Edo BEST, according to her, has enhanced an increase in the amount of teaching in the schools leading to improved learning up to seven per cent larger learning gains in numeracy and six per cent larger learning gains in literacy in Edo BEST schools compared with non-Edo BEST schools.

Speaking on the outcome, Mrs Salami said the state recorded increased enrollment in schools.

She said, “Since the inception of Edo BEST there has been a tremendous increase in the enrolment of children into ECCDE, which has culminated in the overall enrollment of children into junior and senior primary schools, thereby reducing the number of out-of-school children.”

She further said the ECCDE 1 and 2 currently provided most enrolment records for ECCDE 3 and subsequently Primary 1, and that, “This way we will have more pupils out of the streets and into our classrooms.”

The Principal of Samuel Ogbemudia Girls College, Benin City, Edo State, Josephine Igbinedu, said various mechanisms were put in place to tackle out-of-school challenges and to ensure that those that attended school stayed and learned.

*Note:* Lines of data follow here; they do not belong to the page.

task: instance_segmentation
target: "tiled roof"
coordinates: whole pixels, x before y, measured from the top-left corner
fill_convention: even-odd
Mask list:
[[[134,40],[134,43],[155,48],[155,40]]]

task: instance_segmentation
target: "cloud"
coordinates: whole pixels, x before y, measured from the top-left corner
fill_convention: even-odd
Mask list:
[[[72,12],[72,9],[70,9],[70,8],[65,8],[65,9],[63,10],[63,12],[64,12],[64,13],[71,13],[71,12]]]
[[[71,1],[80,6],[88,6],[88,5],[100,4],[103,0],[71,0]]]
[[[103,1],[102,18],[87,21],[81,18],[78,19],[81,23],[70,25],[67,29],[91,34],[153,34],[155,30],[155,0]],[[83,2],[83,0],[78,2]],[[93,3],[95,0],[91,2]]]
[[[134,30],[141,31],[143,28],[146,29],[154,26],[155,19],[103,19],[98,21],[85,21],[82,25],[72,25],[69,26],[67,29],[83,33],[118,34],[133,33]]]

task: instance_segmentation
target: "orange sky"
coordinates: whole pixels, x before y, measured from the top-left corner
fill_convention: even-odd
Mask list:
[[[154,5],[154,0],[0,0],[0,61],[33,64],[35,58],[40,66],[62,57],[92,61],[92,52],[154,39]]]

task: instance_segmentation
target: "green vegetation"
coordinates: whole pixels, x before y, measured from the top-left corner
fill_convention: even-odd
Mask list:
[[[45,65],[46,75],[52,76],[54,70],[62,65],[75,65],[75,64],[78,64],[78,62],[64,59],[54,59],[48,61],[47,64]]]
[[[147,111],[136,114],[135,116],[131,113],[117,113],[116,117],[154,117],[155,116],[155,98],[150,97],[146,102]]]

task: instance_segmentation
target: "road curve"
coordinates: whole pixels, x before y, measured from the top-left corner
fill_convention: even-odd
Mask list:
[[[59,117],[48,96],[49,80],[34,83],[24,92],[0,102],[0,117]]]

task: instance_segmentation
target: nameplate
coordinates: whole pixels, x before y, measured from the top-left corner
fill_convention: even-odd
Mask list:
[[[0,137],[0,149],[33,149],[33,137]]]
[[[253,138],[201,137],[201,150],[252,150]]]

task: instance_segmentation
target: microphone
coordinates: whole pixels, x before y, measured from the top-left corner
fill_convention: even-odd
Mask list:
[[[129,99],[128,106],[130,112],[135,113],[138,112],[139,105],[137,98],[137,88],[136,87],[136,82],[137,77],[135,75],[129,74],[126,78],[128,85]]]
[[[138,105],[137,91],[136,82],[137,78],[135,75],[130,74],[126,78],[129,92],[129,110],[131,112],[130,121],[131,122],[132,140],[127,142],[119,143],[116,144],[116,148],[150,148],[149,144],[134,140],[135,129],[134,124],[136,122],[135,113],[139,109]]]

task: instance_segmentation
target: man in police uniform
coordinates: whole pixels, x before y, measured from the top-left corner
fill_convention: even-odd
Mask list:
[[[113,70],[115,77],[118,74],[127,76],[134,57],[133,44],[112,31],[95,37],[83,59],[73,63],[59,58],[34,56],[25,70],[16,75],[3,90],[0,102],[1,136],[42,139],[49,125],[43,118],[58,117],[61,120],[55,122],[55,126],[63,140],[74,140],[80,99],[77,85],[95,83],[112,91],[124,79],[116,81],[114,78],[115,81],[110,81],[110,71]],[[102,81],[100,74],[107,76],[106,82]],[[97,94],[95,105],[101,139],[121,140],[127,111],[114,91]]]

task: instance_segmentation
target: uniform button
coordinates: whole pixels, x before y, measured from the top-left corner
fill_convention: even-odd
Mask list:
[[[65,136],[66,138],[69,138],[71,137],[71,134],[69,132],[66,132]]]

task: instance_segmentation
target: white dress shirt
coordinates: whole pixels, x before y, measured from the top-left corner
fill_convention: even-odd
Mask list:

Igbinedu said the state government provided an enabling learning environment and that the teachers were monitored to ensure that they taught the students adequately.

She further said the School-Based Management Committee (SBMC) was also collaborating with school managements to ensure efficiency while Parents-Teacher Associations (PTAs) also served as an avenue to evaluate performance of the children and address any matter arising.

Some of the students in the junior class in the school who spoke to Daily Trust, Freda Ogierhiakhi, Victoria Adams and Jane Onyilamu, agreed that their teachers taught them through the use of tablets and that they were gaining more knowledge and improving in their study.  

Meanwhile, UNICEF urged the Edo State Government to scale up and ensure sustainability of the Edo Best programme.